[STT45-P03] Unusual displacement observed in InSAR analysis results of fumarolic area of active volcanos: An example of the Kamiyu district in Hakone Volcano
Keywords:InSAR, active volcano, fumarolic area, Hakone Volcano
The Kamiyu fumarolic area is in the northern slope of the central cone of the Hakone volcano and located about 500m north of the Owakudani fumarolic area that had phreatic eruptions in 2015. The Kamiyu fumarolic area was formed around 2003 after the 2001 swarm earthquake occurred at the Hakone Volcano (Tsujiuchi et al., 2003). The most active fumarole in the Kamiyu area is the area called E region, which was activated after the earthquake swarm induced by the 2011 Tohoku Earthquake (Yukutake et al., 2011; Harada et al., 2012). The scale of the E region is about 200m north to south and about 150m east to west. Moreover, the heat flux from the E region is estimated to be 7 to 8 MW (Mannen et al., 2018).
The observation by ALOS-2/PALSAR-2 for the Hakone volcano has been carried out repeatedly, mainly in four orbits, and each orbit is performed almost once every several months. From October 2014 to the end of 2018, data from descending orbit with right looking angles were obtained 22, and 15 scenes in Path 18 and 19, respectively, and data from ascending orbit with right looking angles were obtained 11 scenes in Paths 125 and 126, respectively. In this study, we performed DInSAR analysis with the latest interference pairs for all these data and clarified the displacement of the ground surface in the Kamiyu E region.
In the observation from the east side (Paths 18, 19), the Kamiyu E region displaced about 3 to 5 cm toward the satellite with respect to a reference point outside the fumarolic area during about four years. Moreover, in the observation from the west side (Paths 125, 126) displaced about 10 to 13 cm away from the satellite during the same period.
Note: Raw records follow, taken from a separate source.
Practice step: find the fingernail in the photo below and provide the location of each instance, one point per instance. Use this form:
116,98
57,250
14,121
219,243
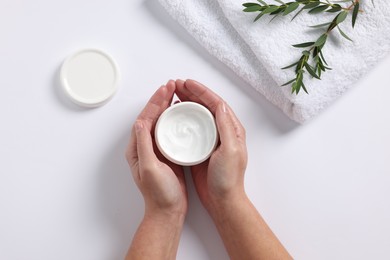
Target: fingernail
138,126
169,81
223,107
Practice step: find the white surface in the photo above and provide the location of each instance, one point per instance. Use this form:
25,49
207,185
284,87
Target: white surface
90,77
186,133
66,191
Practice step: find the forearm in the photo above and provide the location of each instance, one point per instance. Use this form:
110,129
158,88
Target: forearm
157,237
244,232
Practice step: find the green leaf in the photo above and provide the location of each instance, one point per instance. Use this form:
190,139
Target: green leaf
318,9
280,2
344,35
258,17
288,82
334,9
249,4
291,65
303,45
270,9
323,58
304,88
311,72
300,11
311,5
291,8
321,41
354,14
253,8
341,17
319,25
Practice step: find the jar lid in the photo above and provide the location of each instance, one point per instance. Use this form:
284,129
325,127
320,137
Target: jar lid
186,133
90,77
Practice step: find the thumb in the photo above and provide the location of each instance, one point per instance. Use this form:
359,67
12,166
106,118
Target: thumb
145,150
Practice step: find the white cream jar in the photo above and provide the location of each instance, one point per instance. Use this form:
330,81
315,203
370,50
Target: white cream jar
186,133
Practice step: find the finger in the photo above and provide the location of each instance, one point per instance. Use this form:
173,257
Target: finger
183,93
131,151
204,94
239,128
157,104
225,125
192,90
146,155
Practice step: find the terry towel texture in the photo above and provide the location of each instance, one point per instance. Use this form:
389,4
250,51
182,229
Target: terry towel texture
257,51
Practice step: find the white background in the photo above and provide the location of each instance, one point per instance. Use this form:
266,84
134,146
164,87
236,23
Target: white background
65,188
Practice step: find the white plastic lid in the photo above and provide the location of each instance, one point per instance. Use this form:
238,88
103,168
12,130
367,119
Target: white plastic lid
90,77
186,133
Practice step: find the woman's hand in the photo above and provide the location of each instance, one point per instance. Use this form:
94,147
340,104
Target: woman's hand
221,178
161,183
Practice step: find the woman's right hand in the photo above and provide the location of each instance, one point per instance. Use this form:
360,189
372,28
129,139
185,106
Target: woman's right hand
221,178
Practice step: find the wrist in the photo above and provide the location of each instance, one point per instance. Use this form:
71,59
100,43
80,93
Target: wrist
165,217
218,206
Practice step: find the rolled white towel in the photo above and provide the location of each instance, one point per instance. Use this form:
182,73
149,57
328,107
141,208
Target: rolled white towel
258,51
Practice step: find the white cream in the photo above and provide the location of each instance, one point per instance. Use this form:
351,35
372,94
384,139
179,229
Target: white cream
186,133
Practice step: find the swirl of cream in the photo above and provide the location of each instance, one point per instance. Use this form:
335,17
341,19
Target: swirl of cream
186,134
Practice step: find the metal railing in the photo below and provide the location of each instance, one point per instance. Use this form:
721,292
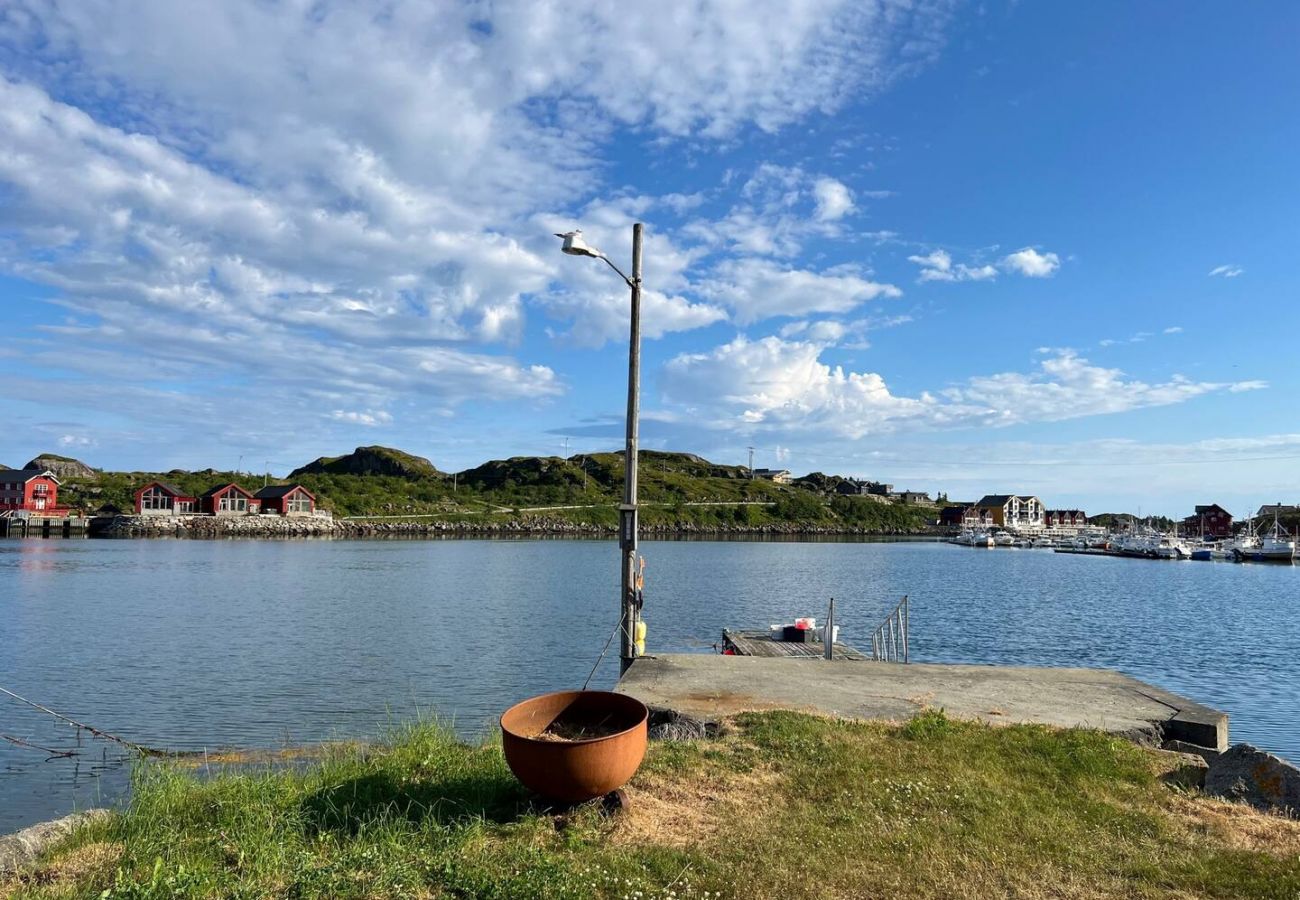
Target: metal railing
889,641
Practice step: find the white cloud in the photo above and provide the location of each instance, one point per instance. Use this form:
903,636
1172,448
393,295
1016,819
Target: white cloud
833,200
1032,264
784,388
758,289
937,265
368,418
232,177
598,317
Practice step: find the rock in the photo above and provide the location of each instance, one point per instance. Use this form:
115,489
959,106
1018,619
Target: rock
671,725
24,847
1255,777
1207,753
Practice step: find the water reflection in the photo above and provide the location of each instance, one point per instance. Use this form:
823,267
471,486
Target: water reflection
212,644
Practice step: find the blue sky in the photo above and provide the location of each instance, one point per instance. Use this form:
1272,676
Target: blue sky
963,247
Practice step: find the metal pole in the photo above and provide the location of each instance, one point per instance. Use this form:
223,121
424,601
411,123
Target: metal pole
828,639
628,511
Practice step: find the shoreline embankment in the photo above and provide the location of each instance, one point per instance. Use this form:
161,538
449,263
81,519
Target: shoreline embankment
200,527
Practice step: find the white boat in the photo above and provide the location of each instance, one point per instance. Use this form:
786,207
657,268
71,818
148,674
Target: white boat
1170,546
1277,546
970,537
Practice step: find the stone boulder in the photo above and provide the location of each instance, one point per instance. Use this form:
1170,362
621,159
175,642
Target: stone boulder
24,847
1255,777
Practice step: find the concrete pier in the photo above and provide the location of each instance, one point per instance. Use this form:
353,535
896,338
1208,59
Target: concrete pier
711,686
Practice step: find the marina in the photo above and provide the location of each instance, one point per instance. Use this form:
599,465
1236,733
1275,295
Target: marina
342,639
These results suggest that the E region steadily displaces in the northeast direction in the long term, which also coincides with the inclination direction of the E region so that it is considered that the landslide displacement is occurring.
On the other hand, the analysis results of Paths 18 and 19 observed from the east side show the seasonal displacement that the area moved toward the satellite in the summer seasons and away from the satellite in winter seasons. In Paths 125 and 126 observed from the west side, such seasonal displacement is not observed, but these Paths have few observations in the summer and cannot judge the actual seasonal displacement. One of the possible causes of this seasonal displacement is a seasonal change in contrast between the vapor amount inside of the fumarolic area and that of the outside. The amount of water vapor near the ground changes seasonally outside of the fumarolic area whereas it is almost saturated throughout the year in the fumarolic area. Such contrast between the summer and winter is possibly affecting the DInSAR results. Another possible cause is an effect of the difference of soil moisture between summer and winter season because the fumarolic area is almost bare land and surface scattering is more dominant than forest area. Other factors are also conceivable, but we are considering the possibilities to evaluate the fumarolic activities from this seasonal displacement, in addition to accurately evaluate the landslide movement in the fumarolic area.
ALOS-2/PALSAR-2 data were provided by JAXA via the Coordinating Committee for the Prediction of Volcanic Eruption as part of the project, “ALOS Domestic Demonstration on Disaster Management Application,” of the Volcano Working Group. The original ALOS-2/PALSAR-2 data belong to JAXA.